Lord Peter Wimsey turned to the back page. The portrait of the victim did not detain him long; it was one of those characterless studio photographs which establish nothing except that the sitter has a tolerable set of features. He noted that Mr. Plant had been thin rather than fat, commercial in appearance rather than artistic, and that the photographer had chosen to show him serious rather than smiling. A picture of East Felpham beach, marked with a cross where the body was found, seemed to arouse in him rather more than a casual interest. He studied it intently for some time, making little surprised noises. There was no obvious reason why he should have been surprised, for the photograph bore out in every detail the deductions he had made in the train. There was the curved line of sand, with a long spur of rock stretching out behind it into deep water, and running back till it mingled with the short, dry turf. Nevertheless, he looked at it for several minutes with close attention, before folding the newspaper and hailing a taxi; and when he was in the taxi he unfolded the paper and looked at it again.
"Your lordship having been kind enough," said Inspector Winterbottom, emptying his glass rather too rapidly for true connoisseurship, "to suggest I should look you up in Town, I made bold to give you a call in passing. Thank you, I won't say no. Well, as you've seen in the papers by now, we found that car all right."
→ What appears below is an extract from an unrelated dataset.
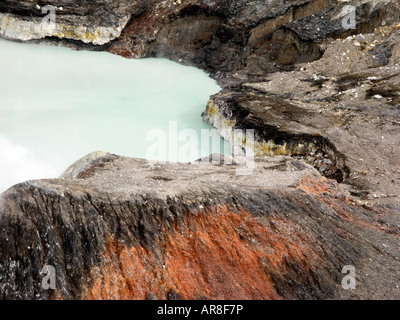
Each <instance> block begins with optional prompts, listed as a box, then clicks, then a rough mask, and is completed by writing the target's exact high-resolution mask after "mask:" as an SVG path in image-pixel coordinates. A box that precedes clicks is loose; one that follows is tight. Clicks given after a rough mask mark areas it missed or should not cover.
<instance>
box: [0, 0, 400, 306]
mask: <svg viewBox="0 0 400 320" xmlns="http://www.w3.org/2000/svg"><path fill="white" fill-rule="evenodd" d="M54 3H55V2H54ZM46 4H53V2H52V1H49V2H48V3H46ZM43 5H45V3H42V2H41V1H11V0H6V1H2V3H1V4H0V36H3V37H8V38H11V39H19V40H28V39H42V38H44V39H43V40H42V41H46V42H49V43H53V44H63V45H68V46H71V47H74V48H77V49H82V48H84V49H92V50H108V51H109V52H112V53H115V54H119V55H122V56H124V57H127V58H142V57H154V56H156V57H167V58H170V59H173V60H175V61H179V62H180V63H184V64H190V65H195V66H197V67H200V68H202V69H204V70H206V71H207V72H209V73H210V74H211V76H213V77H214V78H215V79H217V81H218V83H219V84H220V85H221V87H222V88H223V90H222V91H221V92H220V93H218V94H217V95H215V96H213V97H211V99H210V101H209V103H208V105H207V108H206V110H205V112H204V113H203V118H204V120H205V121H207V122H209V123H210V124H212V125H214V126H215V127H216V128H218V129H219V130H220V132H221V134H224V132H226V131H224V129H227V128H228V129H254V130H255V132H256V141H253V142H251V143H253V147H254V150H255V152H256V155H257V156H259V157H265V156H269V157H270V158H260V159H258V160H257V161H256V168H255V171H254V172H253V174H251V175H248V176H238V175H237V174H236V173H237V172H236V169H237V168H238V166H240V165H237V164H235V163H234V164H233V165H232V164H231V165H229V164H221V165H211V164H205V163H201V162H200V163H193V164H179V165H173V164H169V165H166V164H164V165H159V164H156V163H149V162H147V161H145V160H138V159H128V158H123V157H118V156H116V155H109V154H106V153H99V154H96V155H93V154H92V155H89V156H88V157H86V158H84V159H82V160H81V161H79V162H78V163H76V164H74V165H73V166H72V167H71V168H69V170H68V171H67V172H66V173H65V174H64V175H63V177H62V179H55V180H43V181H30V182H26V183H24V184H20V185H17V186H14V187H13V188H11V189H9V190H8V191H7V192H5V193H4V194H2V195H1V198H0V226H1V228H0V248H1V250H2V254H1V255H0V296H1V297H2V298H6V299H21V298H25V299H47V298H52V299H56V298H60V299H70V298H78V299H98V298H104V299H113V298H122V299H124V298H127V299H132V298H133V299H203V298H218V299H234V298H238V299H282V298H283V299H331V298H344V299H347V298H364V299H365V298H377V299H381V298H397V299H398V298H400V296H399V295H400V293H399V288H398V283H399V278H400V273H399V270H400V268H399V249H398V245H397V242H398V240H399V239H398V238H399V232H400V221H399V217H400V207H399V201H400V169H399V168H400V164H399V157H400V148H399V145H398V144H399V141H400V129H399V125H400V123H399V121H400V120H399V119H400V113H399V112H400V111H399V101H400V100H399V80H400V66H399V63H400V61H399V57H400V50H399V43H400V41H399V40H400V39H399V37H400V24H399V21H400V19H399V17H400V2H399V1H394V0H389V1H375V0H352V1H336V0H329V1H326V0H324V1H322V0H291V1H284V0H274V1H273V0H269V1H265V0H263V1H261V0H260V1H258V0H253V1H250V0H241V1H239V0H237V1H230V0H229V1H228V0H216V1H208V0H175V1H172V0H166V1H154V0H149V1H125V0H121V1H117V0H114V1H111V0H110V1H81V2H79V3H78V2H76V1H70V0H63V1H57V7H58V8H59V7H61V8H62V10H61V9H58V11H57V19H58V20H57V21H58V22H59V23H60V28H61V29H60V30H61V31H62V32H61V31H60V30H59V31H60V32H58V33H55V34H48V33H46V31H45V30H42V29H40V21H41V19H42V17H43V14H41V13H40V12H39V9H38V6H39V8H41V7H42V6H43ZM347 5H351V6H354V8H355V9H356V11H355V21H356V24H355V28H354V29H352V28H350V29H347V28H344V27H343V19H344V18H345V15H346V14H345V13H344V11H343V10H344V7H345V6H347ZM346 21H347V20H346ZM81 26H83V28H82V27H81ZM85 28H86V29H85ZM99 28H100V29H99ZM102 28H105V29H102ZM96 30H103V31H104V32H103V31H96ZM65 39H67V40H65ZM68 39H69V40H68ZM76 40H78V41H76ZM199 116H200V115H199ZM227 138H229V136H227ZM246 143H249V141H246ZM239 147H240V146H239ZM242 147H245V144H243V145H242ZM44 265H53V266H54V267H55V268H56V274H57V287H56V289H55V290H44V289H43V288H42V286H41V281H42V278H43V275H41V274H40V270H41V269H42V268H43V266H44ZM346 265H350V266H354V267H355V270H356V275H357V289H356V290H344V289H343V287H342V285H341V281H342V279H343V277H344V276H345V275H344V274H342V273H341V270H342V268H343V267H344V266H346Z"/></svg>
Wimsey expressed his gratification at this result.
"And very much obliged I was to your lordship for the hint," went on the Inspector generously, "not but what I wouldn't say but I should have come to the same conclusion myself, given a little more time. And, what's more, we're on the track of the man."
"I see he's supposed to be foreign-looking. Don't say he's going to turn out to be a Camorrist after all!"
"No, my lord." The Inspector winked. "Our friend in the corner had got his magazine stories a bit on the brain, if you ask me. And you were a bit out too, my lord, with your bicyclist idea."
"Was I? That's a blow."
"Well, my lord, these here theories sound all right, but half the time they're too fine-spun altogether. Go for the facts—that's our motto in the Force—facts and motive, and you won't go far wrong."
"Oh! you've discovered the motive, then?"